4 thoughts on “Doubling Computer Speed”

  1. Haven’t read the paper, and not to denigrate what is probably sound research, but I’m guessing it’s not as big a deal as it sounds. Even this popular paper admits “those figures were only calculated under the hardest workloads”. Amdahl’s Law always gets you in the end.

  2. When I was writing a matrix multiply library for a parallel machine using the i860 I found that it was far better to let the compute kernel over calculate dummy matrix elements of zero rather than bring the floating point pipeline out of super-scalar mode prematurely. You’d get these varying sizes of square compute matrices based on tessellation of a much larger matrix, so that the smaller matrices could be computed in parallel among multiple (in our case, 28) i860s. Also the square sub matrices had to fit in the i860 cache. Because for arbitrary sized matrices the tessellation wasn’t always perfect it was easier to pad the sub-squares with zero column entries and just let the pipeline pour through them. You’d trim them out at the end when gathering back the result matrix in memory.

    What a misspent youth…

  3. One thing I’ve thought of is a memory system that allows three simultaneous reads and one write in the same cycle.

    In a static RAM, it’s pretty simple to allow multiple, separate row and column lines to access the same memory cell at the same time, including a write.

    This would allow each memory access cycle to perform an instruction fetch, two operand reads, and writing a result.
    INSTR dataA dataB outputC, so C = A operation B could be performed in one swoop, where the write is actually the result of the previous memory access, and the instruction read would likewise be leading code execution by one cycle.

    Instead of six transistors per bit, it would take 12 transistors per bit, bit the memory throughput is four times higher, so a doubling of performance. The downside is that the bus needs to be much wider, especially for the instruction and the three memory addresses it specifies. For 32-bit addressing and a 32-bit opcode, it would be 128 bits for the instruction, in parallel with two 64-bit address reads and one 64-bit address write, so 320 bits for the address bus and 64 bits for the data bus, which is a 384 bit total bus width.

    But it might also be an interesting approach to speeding up a single chip microcontroller, where a 16-bit architecture would have a 64-bit address bus and 16 bit data bus, for a 80-bit total bus width, all internal to the chip.

    1. Mind-numbing detail follows.

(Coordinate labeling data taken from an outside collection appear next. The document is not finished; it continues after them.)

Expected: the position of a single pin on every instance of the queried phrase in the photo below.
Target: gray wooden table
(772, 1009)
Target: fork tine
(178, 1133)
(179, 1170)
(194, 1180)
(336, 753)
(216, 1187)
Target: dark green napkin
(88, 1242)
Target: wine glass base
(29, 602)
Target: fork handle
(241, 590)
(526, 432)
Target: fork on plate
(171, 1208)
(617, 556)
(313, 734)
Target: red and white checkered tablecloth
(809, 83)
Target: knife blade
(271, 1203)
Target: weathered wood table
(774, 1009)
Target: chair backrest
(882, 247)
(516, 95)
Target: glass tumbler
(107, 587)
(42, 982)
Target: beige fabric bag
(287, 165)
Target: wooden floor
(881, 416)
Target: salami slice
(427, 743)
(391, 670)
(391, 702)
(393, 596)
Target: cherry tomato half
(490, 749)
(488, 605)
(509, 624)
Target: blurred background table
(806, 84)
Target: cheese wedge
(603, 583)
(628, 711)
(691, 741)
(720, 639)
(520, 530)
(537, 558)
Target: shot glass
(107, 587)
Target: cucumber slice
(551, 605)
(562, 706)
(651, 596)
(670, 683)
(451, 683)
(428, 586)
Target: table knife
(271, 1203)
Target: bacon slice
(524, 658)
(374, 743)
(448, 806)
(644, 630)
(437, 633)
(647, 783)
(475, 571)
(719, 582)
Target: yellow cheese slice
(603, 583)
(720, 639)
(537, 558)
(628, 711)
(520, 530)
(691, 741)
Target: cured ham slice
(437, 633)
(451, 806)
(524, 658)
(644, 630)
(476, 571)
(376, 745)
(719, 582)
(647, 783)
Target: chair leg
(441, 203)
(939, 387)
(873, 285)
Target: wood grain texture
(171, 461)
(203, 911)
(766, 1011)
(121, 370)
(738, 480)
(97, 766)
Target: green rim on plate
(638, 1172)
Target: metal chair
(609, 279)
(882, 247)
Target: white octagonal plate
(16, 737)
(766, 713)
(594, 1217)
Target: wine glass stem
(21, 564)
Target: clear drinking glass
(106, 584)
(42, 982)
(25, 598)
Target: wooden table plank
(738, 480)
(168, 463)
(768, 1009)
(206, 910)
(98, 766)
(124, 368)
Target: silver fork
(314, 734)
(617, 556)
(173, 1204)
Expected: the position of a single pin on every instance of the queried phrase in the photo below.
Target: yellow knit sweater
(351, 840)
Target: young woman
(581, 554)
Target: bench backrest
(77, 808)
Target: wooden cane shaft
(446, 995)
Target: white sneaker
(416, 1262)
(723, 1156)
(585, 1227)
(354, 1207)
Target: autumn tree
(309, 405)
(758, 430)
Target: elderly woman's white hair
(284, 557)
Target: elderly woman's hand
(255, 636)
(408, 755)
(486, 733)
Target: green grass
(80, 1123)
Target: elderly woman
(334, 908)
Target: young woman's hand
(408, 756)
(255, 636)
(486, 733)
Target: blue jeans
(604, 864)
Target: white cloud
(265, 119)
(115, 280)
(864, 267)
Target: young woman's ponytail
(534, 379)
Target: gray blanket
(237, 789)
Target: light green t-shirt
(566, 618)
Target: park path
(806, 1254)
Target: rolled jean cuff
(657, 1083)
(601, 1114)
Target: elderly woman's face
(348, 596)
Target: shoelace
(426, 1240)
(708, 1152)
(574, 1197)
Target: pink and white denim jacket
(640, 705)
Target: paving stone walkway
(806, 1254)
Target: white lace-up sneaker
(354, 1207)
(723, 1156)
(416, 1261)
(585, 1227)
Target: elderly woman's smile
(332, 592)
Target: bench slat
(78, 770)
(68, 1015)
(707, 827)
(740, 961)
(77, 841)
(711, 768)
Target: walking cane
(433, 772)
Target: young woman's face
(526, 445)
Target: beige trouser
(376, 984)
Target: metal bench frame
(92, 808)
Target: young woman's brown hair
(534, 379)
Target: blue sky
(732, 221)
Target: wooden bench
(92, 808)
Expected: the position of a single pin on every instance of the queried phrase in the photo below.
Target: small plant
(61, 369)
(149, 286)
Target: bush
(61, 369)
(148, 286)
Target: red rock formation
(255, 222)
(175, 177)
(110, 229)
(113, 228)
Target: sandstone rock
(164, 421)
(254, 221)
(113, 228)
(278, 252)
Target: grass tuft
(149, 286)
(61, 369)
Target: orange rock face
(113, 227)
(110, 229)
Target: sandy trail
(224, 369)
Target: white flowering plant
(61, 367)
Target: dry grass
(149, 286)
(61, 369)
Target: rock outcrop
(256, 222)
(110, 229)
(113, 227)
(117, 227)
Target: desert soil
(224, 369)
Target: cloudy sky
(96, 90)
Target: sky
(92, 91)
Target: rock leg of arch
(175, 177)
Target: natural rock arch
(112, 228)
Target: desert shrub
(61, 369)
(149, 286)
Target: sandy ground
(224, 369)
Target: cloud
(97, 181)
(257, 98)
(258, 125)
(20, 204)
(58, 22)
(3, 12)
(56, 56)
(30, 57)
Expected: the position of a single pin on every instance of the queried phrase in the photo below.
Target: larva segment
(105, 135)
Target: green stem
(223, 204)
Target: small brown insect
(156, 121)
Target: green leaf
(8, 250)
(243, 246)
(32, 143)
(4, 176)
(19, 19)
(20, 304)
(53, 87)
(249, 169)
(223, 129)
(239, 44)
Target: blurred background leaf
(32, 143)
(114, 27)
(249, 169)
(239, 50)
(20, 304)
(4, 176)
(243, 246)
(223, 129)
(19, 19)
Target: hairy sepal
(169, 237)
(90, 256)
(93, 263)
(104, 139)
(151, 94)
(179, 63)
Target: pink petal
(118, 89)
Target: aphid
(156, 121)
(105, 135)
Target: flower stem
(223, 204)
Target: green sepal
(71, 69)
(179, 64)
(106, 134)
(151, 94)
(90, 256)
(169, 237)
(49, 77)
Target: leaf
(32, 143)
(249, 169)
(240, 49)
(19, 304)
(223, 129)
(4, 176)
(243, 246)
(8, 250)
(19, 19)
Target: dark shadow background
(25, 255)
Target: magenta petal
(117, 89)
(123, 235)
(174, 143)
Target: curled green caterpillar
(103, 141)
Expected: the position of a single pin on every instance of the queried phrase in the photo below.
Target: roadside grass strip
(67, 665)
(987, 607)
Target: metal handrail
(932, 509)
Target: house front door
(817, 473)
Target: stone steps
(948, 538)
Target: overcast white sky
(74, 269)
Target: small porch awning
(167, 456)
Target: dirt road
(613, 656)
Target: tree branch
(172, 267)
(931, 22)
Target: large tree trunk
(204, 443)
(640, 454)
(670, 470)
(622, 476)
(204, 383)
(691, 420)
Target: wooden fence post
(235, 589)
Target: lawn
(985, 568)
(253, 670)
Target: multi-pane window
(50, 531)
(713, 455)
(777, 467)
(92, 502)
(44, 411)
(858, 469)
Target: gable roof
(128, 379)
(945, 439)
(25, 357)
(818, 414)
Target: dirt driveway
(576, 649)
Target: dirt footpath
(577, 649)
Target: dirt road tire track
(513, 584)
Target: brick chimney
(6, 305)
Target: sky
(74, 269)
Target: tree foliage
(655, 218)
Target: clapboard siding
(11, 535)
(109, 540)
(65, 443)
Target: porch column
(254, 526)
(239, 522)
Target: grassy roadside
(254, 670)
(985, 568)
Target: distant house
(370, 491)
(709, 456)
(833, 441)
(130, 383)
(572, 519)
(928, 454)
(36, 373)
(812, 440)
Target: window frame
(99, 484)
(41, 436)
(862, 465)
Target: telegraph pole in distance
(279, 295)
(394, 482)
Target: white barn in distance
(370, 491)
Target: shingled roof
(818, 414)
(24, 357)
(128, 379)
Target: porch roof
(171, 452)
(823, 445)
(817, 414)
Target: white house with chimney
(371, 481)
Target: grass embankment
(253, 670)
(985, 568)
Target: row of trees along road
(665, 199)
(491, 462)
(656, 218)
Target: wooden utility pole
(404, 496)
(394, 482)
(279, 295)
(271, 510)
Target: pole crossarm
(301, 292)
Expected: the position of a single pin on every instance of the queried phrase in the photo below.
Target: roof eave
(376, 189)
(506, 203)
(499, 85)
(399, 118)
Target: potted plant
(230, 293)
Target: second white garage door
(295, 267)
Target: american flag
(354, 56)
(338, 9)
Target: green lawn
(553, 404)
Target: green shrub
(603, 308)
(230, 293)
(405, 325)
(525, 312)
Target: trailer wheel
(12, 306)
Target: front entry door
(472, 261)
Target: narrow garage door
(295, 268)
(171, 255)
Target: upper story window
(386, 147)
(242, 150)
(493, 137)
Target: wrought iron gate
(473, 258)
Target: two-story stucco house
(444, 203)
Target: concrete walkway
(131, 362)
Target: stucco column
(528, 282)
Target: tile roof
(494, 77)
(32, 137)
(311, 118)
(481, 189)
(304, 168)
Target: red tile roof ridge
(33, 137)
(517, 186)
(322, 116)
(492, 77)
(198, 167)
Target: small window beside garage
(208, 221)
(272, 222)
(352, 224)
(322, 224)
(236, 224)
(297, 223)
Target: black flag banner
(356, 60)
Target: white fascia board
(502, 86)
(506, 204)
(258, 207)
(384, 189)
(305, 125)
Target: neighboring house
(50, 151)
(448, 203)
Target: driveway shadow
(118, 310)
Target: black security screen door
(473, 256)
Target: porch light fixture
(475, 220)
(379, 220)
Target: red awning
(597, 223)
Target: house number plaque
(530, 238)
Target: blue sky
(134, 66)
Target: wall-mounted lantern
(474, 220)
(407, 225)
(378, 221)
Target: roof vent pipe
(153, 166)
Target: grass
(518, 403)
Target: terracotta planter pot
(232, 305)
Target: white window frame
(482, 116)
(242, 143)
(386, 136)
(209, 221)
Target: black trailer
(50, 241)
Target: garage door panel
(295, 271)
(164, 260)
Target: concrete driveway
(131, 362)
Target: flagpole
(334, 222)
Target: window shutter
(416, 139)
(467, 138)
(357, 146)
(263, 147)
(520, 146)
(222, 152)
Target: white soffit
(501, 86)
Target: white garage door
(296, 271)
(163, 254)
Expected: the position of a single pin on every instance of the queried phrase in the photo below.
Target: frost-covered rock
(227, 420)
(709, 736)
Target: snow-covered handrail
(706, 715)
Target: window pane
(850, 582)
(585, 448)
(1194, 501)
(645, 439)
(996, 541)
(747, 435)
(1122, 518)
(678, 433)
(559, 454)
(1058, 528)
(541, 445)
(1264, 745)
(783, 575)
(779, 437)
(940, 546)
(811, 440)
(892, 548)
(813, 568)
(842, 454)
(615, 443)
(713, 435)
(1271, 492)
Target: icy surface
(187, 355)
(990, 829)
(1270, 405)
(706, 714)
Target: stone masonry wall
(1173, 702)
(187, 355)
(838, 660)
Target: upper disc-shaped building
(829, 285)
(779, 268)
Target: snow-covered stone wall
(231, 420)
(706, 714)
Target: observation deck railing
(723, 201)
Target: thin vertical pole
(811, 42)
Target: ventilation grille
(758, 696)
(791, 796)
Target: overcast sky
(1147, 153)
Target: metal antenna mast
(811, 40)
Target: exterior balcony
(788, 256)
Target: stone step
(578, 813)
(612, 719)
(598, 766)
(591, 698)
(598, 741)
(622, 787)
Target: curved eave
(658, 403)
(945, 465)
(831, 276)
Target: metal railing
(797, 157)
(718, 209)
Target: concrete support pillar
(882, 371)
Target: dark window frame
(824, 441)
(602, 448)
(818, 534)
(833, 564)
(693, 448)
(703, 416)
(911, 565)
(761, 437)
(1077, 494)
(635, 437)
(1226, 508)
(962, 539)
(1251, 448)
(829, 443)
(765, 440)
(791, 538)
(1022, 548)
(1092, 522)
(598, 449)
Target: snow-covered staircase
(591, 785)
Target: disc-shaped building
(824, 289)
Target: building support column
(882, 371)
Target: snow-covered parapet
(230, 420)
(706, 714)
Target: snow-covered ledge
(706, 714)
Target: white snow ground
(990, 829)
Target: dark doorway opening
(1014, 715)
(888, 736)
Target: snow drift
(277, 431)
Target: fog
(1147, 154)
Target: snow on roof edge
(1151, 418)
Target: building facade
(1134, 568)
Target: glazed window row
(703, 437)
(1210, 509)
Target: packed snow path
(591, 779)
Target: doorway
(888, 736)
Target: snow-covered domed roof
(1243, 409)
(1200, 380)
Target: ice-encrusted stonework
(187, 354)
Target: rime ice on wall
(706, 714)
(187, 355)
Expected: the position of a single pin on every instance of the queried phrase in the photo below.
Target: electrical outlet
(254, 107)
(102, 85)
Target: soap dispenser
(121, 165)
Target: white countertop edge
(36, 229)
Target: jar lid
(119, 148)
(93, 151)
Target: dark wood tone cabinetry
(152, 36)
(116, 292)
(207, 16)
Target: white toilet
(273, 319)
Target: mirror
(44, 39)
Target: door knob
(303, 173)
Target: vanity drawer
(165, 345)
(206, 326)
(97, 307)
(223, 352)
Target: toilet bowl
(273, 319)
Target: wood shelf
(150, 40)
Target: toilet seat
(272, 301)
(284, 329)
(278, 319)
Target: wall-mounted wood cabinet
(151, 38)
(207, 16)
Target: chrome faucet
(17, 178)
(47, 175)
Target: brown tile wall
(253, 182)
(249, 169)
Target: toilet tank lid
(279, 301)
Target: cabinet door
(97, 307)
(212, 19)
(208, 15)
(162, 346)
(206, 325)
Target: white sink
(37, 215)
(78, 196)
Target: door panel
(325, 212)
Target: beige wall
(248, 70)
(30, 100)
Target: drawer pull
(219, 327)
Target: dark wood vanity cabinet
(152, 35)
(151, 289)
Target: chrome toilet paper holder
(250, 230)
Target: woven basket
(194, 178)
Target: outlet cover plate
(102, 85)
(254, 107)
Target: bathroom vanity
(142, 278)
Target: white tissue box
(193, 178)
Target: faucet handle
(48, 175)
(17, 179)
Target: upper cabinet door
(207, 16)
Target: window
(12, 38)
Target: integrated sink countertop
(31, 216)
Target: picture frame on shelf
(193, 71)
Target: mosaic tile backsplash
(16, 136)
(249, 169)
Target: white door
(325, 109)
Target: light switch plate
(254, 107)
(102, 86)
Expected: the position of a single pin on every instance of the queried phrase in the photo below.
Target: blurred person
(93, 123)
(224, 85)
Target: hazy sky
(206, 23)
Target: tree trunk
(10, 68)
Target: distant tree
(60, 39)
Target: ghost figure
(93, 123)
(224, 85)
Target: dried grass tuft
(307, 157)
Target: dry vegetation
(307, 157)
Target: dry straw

Mostly for George’s benefit. You have been warned…

      The i860 had a 128-bit data path between its cache and registers.

      The fld.q instruction would load four 32-bit single precision floating point registers or two 64-bit double precision floating registers in two cycles if the address hit in cache. It offered an auto-increment addressing operation on the integer side to allow constant stride addressing for vector processing. The integer side and floating point side in super-scalar mode operated concurrently per cycle, i.e. it would dispatch two instructions per cycle.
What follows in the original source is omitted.